Bora Cosic, einer der wichtigsten zeitgenössischen Autoren Serbiens, feiert heute seinen 80. Geburtstag. 1992 hat er aus Protest gegen das Milosevic-Regime Belgrad verlassen und lebt seither im Exil in Berlin und im kroatischen Rovinj.

An die die 50 Bücher hat er geschrieben, Essays, Romane, Lyrikbände und Erzählungen, die in zahlreiche Sprachen übersetzt wurden; soeben auf Deutsch erschienen ist "Frühstück im Majestic. Belgrader Erinnerungen".

Kultur aktuell, 05.04.2012

Als witziger und skurriler Autoren wurde Bora Cosic gefeiert - nach dem satirisch-polemischen Roman "Die Rolle meiner Familie in der Weltrevolution", der anno 1969 im ehemaligen Jugoslawien zum "subversiven Klassiker" avancierte und seinem Schöpfer ein Publikationsverbot eintrug. Aus der Perspektive eines naiven Kindes erzählt Bora Cosic da vom Alltag einer chaotischen Belgrader Familie und vom komplizierten Gang der großen Geschichte.

Seit zehn Jahren lebt Bora Cosic jetzt im Exil, als Gast ist er für sein jüngstes Buch nach Serbien zurückgekehrt. In "Frühstück im Majestic" unternimmt er vom traditionsreichen Hotel Majestic im alten Zentrum von Belgrad Streifzüge durch die Stadt seiner Kindheit, und in die Vergangenheit der 1930er und 40er Jahre.

Abschied von der Heimat

Heute verbinden ihn mit seiner früheren Heimat nur mehr seine Bücher, die dort erscheinen, meint Bora Cosic, und die Erinnerung: "Es ist nicht die Sehnsucht nach dem alten Regime, es ist die Sehnsucht nach einer Situation, in der man besser gelebt hat."

Aus Protest gegen die Verbrechen von Milosevic ist Bora Cosic 1992 von Belgrad nach Istrien, nach Rovinji gezogen, drei Jahre später weiter nach Berlin und - wie die Kritik bemerkte - seine Bücher wurden immer ernster und trauriger. "Die Zollerklärung" etwa, ein Abschiedsbuch von seiner Heimat, oder "Das Land Null", eine Grabrede auf die ehemalige Republik Jugoslawien, ein radikaler Gedankenmonolog.
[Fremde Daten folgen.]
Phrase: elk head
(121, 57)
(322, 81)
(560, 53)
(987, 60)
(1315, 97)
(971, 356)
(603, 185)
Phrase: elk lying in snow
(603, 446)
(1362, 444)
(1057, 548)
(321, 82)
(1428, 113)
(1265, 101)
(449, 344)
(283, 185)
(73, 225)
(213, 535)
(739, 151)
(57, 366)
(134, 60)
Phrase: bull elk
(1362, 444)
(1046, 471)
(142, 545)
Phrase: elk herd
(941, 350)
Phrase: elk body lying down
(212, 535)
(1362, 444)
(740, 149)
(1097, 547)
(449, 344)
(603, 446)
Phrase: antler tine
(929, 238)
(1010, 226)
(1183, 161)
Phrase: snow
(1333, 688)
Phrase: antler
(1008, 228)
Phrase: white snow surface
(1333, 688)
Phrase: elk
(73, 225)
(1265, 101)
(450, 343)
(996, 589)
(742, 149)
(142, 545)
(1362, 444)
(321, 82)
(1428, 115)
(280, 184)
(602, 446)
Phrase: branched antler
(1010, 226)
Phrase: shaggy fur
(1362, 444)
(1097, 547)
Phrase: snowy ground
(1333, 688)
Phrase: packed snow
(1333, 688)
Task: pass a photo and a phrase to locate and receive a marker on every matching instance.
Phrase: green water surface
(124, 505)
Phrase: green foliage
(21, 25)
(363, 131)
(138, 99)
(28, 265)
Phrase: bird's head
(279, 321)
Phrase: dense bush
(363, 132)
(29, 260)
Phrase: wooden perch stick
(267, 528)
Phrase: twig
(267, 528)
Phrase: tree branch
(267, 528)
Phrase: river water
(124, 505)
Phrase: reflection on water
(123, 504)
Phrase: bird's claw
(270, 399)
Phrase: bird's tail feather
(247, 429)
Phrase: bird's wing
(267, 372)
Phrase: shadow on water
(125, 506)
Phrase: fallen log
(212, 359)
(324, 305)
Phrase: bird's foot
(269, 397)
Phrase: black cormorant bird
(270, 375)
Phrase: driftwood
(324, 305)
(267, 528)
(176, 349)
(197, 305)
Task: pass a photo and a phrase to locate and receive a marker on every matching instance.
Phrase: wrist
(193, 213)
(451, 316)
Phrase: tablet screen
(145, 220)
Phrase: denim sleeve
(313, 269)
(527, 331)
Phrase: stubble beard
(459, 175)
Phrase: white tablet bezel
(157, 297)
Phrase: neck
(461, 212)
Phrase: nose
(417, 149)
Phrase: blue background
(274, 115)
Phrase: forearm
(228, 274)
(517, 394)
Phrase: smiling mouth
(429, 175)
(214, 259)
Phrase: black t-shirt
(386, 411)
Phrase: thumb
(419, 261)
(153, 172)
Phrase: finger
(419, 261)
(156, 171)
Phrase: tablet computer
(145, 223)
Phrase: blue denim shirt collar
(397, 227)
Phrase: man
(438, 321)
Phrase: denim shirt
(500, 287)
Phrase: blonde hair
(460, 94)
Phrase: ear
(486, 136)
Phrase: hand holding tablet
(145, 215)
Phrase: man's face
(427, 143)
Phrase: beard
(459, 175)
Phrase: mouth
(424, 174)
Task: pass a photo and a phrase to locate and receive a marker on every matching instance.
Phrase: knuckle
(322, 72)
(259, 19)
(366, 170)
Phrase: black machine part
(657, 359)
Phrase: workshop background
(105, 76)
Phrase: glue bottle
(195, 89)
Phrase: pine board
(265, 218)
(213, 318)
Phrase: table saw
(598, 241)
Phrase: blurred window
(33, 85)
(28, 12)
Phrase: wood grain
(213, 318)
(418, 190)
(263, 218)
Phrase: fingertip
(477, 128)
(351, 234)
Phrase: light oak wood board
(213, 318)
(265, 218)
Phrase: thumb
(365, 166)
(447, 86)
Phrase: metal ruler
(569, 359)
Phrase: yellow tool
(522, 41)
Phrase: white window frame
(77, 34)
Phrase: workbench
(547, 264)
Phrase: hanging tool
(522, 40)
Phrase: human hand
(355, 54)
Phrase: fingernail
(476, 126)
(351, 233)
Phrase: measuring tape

"Ich bin pessimistisch, so wie viele in dem Land", sagt Bora Cosic. "Der Konflikt zwischen den demokratischen und nicht-demokratischen Kräften spitzt sich zu. Die Rechten sind im Anwachsen und sie sind mittlerweile auch im Parlament stark vertreten. Das ist eine große Bedrohung bei den kommenden Wahlen."

"Rückzugsgebiet" Poesie

Was die Vergangenheitsbewältigung anlangt, meint Cosic: "Bis heute weicht man dem Thema Kriegsverbrechen aus. In Deutschland wird man kaum jemanden finden, der den Holocaust leugnet, in Serbien dagegen sind es viele, auch intelligente Menschen, die glauben, Srebrenica habe es nicht gegeben."

Eine Rückkehr in die ehemalige Heimat ist für Bora Cosic kein Thema: "Ich wüsste gar nicht, wohin ich gehen sollte,. Das Land, aus dem ich weggegangen bin, gibt es nicht mehr. Mein Rückzugsgebiet, das ist die Poesie."

Bora Cosic. Sein jüngstes Buch "Frühstück im Majestic. Belgrader Erinnerungen" ist in der Übersetzung von Katharina Wolf-Grießhaber im Hanser Verlag erschienen.